La bella orchidea nera viene ricoverata nella clinica Moncucco dove un infermiere la riconosce come la famosa attrice amante del gerarca. La polizia svizzera arresta sia lei che lo zio e per la bella Doris è ancora una volta galera, mentre dall’Italia giungono le notizie delle fucilazioni partigiane. La polizia svizzera si prepara a far espatriare l’attrice e allora lei si taglia le vene, non sappiamo se per la disperazione quando apprende della morte di Alessandro oppure per tentare il tutto per tutto per non essere espatriata.

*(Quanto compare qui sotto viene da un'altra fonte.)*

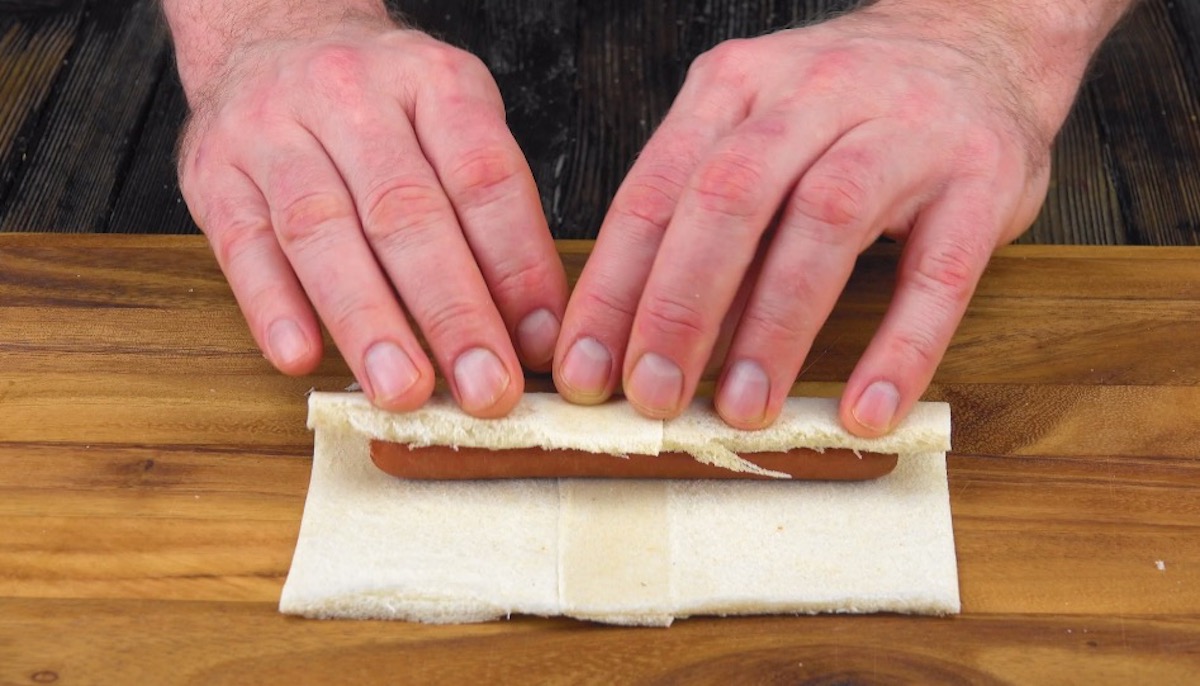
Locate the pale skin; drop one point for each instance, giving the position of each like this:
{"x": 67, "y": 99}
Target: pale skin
{"x": 359, "y": 172}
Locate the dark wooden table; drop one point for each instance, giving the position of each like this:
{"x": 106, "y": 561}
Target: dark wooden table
{"x": 90, "y": 108}
{"x": 154, "y": 465}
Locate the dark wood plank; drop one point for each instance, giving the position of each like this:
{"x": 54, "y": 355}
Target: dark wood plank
{"x": 1150, "y": 109}
{"x": 585, "y": 83}
{"x": 1081, "y": 205}
{"x": 78, "y": 157}
{"x": 33, "y": 50}
{"x": 149, "y": 200}
{"x": 228, "y": 643}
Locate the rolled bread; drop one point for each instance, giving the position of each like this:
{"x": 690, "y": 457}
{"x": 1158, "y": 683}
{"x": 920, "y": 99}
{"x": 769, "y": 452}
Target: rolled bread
{"x": 547, "y": 421}
{"x": 634, "y": 552}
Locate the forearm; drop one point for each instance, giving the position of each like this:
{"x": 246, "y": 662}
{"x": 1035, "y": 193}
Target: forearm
{"x": 1047, "y": 44}
{"x": 207, "y": 32}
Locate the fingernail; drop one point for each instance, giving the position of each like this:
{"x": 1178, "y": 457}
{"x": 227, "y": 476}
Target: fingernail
{"x": 587, "y": 367}
{"x": 655, "y": 384}
{"x": 877, "y": 405}
{"x": 537, "y": 336}
{"x": 390, "y": 371}
{"x": 480, "y": 378}
{"x": 743, "y": 396}
{"x": 288, "y": 343}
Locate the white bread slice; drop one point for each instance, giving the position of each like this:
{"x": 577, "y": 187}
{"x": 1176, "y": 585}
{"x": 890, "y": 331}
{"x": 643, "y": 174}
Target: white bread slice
{"x": 547, "y": 421}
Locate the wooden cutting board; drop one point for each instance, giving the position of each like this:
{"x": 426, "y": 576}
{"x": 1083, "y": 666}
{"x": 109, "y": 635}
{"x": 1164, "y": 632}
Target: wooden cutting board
{"x": 153, "y": 470}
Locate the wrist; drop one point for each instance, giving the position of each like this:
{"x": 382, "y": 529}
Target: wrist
{"x": 209, "y": 34}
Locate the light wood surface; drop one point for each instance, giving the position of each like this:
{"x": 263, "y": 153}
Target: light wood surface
{"x": 153, "y": 471}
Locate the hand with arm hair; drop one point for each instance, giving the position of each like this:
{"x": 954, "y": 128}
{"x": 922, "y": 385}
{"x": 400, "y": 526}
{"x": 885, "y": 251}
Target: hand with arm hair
{"x": 783, "y": 157}
{"x": 348, "y": 167}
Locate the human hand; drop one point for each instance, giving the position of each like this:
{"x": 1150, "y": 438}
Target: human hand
{"x": 783, "y": 158}
{"x": 360, "y": 173}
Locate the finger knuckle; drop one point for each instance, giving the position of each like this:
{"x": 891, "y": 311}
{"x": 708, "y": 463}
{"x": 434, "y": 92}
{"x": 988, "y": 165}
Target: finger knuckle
{"x": 520, "y": 277}
{"x": 948, "y": 271}
{"x": 729, "y": 62}
{"x": 834, "y": 200}
{"x": 604, "y": 306}
{"x": 448, "y": 319}
{"x": 351, "y": 312}
{"x": 235, "y": 238}
{"x": 397, "y": 212}
{"x": 731, "y": 185}
{"x": 652, "y": 196}
{"x": 774, "y": 322}
{"x": 485, "y": 175}
{"x": 449, "y": 64}
{"x": 832, "y": 70}
{"x": 982, "y": 150}
{"x": 306, "y": 220}
{"x": 335, "y": 66}
{"x": 673, "y": 318}
{"x": 916, "y": 348}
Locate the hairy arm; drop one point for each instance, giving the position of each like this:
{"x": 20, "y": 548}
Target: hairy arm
{"x": 783, "y": 157}
{"x": 208, "y": 32}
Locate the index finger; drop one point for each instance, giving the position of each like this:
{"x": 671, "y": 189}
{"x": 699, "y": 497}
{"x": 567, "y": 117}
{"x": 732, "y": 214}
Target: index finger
{"x": 941, "y": 266}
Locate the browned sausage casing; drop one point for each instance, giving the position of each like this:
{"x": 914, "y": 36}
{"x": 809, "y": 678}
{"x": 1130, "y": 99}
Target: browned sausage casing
{"x": 472, "y": 463}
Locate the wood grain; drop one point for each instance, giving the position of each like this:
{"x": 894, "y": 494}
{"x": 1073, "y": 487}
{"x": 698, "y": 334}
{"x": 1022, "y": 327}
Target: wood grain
{"x": 153, "y": 474}
{"x": 585, "y": 83}
{"x": 258, "y": 647}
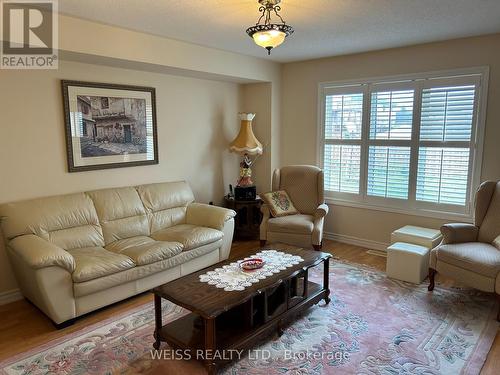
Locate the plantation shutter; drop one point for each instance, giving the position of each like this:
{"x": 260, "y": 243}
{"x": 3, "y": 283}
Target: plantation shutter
{"x": 342, "y": 131}
{"x": 446, "y": 129}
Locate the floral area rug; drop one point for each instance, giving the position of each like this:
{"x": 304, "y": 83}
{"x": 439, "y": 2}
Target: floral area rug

Doris viene internata in manicomio. Il capitano della polizia svizzera, Luciano Pagani, si innamora di lei e insieme organizzano una vera e propria messinscena con una finta estradizione in Italia, ma alla fine la Duranti viene di nuovo accolta in territorio svizzero. Pochi giorni dopo l’attrice si unisce in matrimonio con il capitano Pagani, solo per diventare cittadina svizzera e non avere più fastidi dal nuovo governo italiano.

I due si sposano in gran segreto, a Campione d’Italia, con le pubblicazioni affisse solo per poco tempo e la Duranti si presenta in chiesa dopo essersi nascosta nel bagagliaio di un auto avvolta in un tappeto. Doris non ama né quel noioso marito svizzero, né quella terra troppo ordinata e precisa che definisce “tutta formaggi e orologi”, si diverte a contraddire il marito preciso e conformista persino sull’ora che segna il suo orologio.

Il matrimonio d’interesse dura solo un anno, pure se lei serba eterna riconoscenza a quell’uomo. Luciano Pagani non vorrebbe concedere il divorzio ma alla fine si piega al volere della bella attrice che gli dice: “Tu nel 1945 mi hai salvato la vita, ma io ho pagato la mia testa con un’altra cosa. Uno come te non avrebbe mai potuto sperare di portare a letto Doris Duranti”.

L’orchidea nera fugge in America, ha una breve relazione con Mario Ferretti, poi la troviamo in Argentina, Venezuela, Cuba e infine Santo Domingo, dove si lascia andare ai malinconici ricordi di una vita da star.

Nel dopoguerra torna sporadicamente sul grande schermo ma non ottiene il successo di un tempo, sostiene di vivere bene ai tropici, pure se di tanto in tanto torna a Roma dove c’è sempre qualcuno che si ricorda di lei.

Doris Duranti in una delle sue ultime interviste rilasciate alla stampa italiana sostiene che Roma è troppo cambiata e che lei non ce la farebbe più a vivere in una città così diversa da come l’ha lasciata. Nel 1995 l’ex orchidea nera si spegne per sempre a Santo Domingo.